I have recently very much enjoyed the Mandalorian, although it did take me a while to get into it but I am looking forward to the next series and some more baby Yoda – although I didn’t like him as much as I had hoped – controversial, I know! Anyway, I was intrigued by Every sky a grave by Jay Posey. And it does have one of the best sci-fi book blurbs I have read this year…
HER WORD IS HER WEAPON.
Mankind has spread out and conquered the galaxy by mastering the fundamental language of the universe. With the right training, the right application of words, truth itself can be rearranged.
Language is literally power.
Peace reigns now. Order reigns.
For if a planet deviates too far from what the authorities plan, an agent is sent out to correct that. To quietly and with great skill, end that world.
One such agent is Elyth – a true believer.

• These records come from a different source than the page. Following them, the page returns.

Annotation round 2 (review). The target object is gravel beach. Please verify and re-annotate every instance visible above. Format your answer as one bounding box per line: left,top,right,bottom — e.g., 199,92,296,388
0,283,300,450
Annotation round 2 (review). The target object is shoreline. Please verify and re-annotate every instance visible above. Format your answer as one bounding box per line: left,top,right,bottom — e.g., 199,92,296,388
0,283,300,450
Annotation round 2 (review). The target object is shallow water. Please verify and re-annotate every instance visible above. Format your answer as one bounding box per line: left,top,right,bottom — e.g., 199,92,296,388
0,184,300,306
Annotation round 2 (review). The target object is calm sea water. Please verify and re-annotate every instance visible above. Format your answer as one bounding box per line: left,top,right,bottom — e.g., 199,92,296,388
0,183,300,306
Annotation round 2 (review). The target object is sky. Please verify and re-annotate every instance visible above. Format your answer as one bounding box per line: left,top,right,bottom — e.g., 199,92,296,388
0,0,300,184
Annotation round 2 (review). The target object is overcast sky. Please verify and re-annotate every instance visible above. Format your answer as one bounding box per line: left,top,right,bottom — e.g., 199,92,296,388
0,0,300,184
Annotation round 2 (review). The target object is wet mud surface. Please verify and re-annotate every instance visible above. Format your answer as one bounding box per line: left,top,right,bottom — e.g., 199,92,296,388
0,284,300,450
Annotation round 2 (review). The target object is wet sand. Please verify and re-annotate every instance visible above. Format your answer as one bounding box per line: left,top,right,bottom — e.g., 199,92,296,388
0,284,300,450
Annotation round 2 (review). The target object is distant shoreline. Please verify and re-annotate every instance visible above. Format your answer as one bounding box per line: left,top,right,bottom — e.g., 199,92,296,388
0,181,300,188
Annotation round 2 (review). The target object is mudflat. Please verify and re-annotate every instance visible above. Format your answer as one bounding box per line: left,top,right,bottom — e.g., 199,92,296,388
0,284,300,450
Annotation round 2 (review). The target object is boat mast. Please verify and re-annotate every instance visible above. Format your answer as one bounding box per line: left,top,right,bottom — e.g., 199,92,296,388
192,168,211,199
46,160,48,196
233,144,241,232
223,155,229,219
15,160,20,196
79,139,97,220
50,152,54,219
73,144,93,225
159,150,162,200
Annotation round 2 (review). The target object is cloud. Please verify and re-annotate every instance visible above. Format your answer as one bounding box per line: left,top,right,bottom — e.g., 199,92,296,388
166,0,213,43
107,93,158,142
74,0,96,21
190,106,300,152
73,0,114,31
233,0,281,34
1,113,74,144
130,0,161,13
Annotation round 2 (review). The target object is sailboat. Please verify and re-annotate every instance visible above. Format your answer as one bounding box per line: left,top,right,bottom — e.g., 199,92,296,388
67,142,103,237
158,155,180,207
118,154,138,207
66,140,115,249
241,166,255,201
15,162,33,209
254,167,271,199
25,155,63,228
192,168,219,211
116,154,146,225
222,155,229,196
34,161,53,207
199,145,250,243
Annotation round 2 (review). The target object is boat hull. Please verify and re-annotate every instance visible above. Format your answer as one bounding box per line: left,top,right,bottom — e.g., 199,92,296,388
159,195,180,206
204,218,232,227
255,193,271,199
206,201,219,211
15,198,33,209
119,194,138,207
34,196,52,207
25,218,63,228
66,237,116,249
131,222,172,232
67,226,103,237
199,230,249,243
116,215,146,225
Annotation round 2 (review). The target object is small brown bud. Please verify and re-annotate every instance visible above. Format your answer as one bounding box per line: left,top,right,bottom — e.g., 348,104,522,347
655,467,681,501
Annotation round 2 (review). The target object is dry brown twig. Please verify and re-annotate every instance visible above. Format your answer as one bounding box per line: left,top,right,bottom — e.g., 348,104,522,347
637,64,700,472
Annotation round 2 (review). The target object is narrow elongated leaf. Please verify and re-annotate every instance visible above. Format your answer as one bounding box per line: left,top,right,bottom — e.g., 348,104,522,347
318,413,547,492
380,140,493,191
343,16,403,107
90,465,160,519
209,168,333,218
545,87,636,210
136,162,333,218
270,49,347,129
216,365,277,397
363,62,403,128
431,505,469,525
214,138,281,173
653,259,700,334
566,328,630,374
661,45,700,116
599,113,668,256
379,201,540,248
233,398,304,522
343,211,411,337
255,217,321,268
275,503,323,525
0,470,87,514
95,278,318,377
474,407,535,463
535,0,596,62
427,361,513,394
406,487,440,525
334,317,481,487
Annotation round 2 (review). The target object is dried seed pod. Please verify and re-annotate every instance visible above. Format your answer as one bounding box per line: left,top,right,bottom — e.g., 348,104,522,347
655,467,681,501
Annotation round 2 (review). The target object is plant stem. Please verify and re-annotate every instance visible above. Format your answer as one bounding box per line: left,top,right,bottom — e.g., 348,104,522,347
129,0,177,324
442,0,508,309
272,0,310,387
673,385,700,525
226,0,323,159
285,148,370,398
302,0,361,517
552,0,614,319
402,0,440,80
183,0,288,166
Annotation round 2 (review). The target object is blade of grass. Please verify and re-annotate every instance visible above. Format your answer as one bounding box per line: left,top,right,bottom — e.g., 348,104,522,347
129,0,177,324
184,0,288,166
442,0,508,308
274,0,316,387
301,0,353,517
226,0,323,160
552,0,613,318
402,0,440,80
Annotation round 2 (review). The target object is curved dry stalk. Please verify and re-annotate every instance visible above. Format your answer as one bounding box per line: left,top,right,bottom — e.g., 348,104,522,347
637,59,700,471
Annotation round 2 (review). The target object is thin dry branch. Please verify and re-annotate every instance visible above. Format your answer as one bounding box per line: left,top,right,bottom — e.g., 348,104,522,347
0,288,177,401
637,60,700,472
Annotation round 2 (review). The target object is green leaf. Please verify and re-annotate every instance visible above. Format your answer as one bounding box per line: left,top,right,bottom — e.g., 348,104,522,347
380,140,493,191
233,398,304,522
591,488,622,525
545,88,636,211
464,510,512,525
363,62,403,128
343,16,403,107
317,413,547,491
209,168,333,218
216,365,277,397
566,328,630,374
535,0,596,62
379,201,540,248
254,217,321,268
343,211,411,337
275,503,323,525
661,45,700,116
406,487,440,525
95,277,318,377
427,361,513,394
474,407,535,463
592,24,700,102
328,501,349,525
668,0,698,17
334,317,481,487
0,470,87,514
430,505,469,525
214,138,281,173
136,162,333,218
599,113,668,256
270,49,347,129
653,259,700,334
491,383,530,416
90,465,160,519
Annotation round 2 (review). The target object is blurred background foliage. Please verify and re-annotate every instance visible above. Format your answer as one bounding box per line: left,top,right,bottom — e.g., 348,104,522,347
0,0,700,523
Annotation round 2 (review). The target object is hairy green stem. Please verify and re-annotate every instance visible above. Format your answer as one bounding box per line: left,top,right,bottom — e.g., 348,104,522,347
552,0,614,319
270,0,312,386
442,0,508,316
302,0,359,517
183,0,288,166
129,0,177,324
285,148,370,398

But on a clandestine mission to stop an uprising before it can truly begin, Elyth comes to realise she hasn’t been told the whole truth herself. There’s so much she doesn’t know. How can there be people whose truth is different to that of the authorities?
Elyth’s faith in the powers that be is shaken just when she needs it most. While on her mission, a dark and unknown presence makes itself known at the edges of the galaxy – and it cannot be controlled, for nobody knows its name…
I enjoyed it. Well, most of it.
I loved the writing and Jay Posey has a wonderful way with description, but I found the world-building a little confusing and I got a wee bit lost near the beginning. It could have just been me thou!?! Despite that, Every sky a grave was an easy read and it certainly had an ending that left me wanting more.
I also liked the use of ‘deep language’ as a weapon, I kind of thought of it was more akin to magic/fantasy than science fiction. I did start reading Every sky a grave expecting it to be a solid sci-fi and it wasn’t, it fell somewhere between the sci-fi and fantasy genre – an interesting middle ground. A middle ground I want to read more of.
My one and only problem with the book was I didn’t really care for the main character – Elyth. I wanted to like her. I wanted to love the kickass wonder women that knows everything, can do everything and makes very short work of destroying whole planets. Yes, whole planets! (I loved the cover design and title until I realised they were a tad sinister.) BUT. That was also my problem, after the first quarter I got tired of Elyth’s ability to be wonderful at EVERYTHING. She needed more flaws! Elyth needed some personality. She was young. AMAZING. Knew everything. Could do everything. And I started to skim some of the chapters after the first 30% despite it being well-written.
Every sky a grave by Jay Posey wasn’t quite for me. It was certainly a good story, with a lot of action and some memorable moments – I have no doubt it will be loved. I liked it, I just didn’t feel invested in all of Elyth’s journey. It was well written, well paced and was crammed full of action – if it sounds appealing to you then give it a shot.
I received a copy of the book for review from the publisher, via NetGalley – THANK YOU! Every Sky a grave by Jay Posey is available to buy now.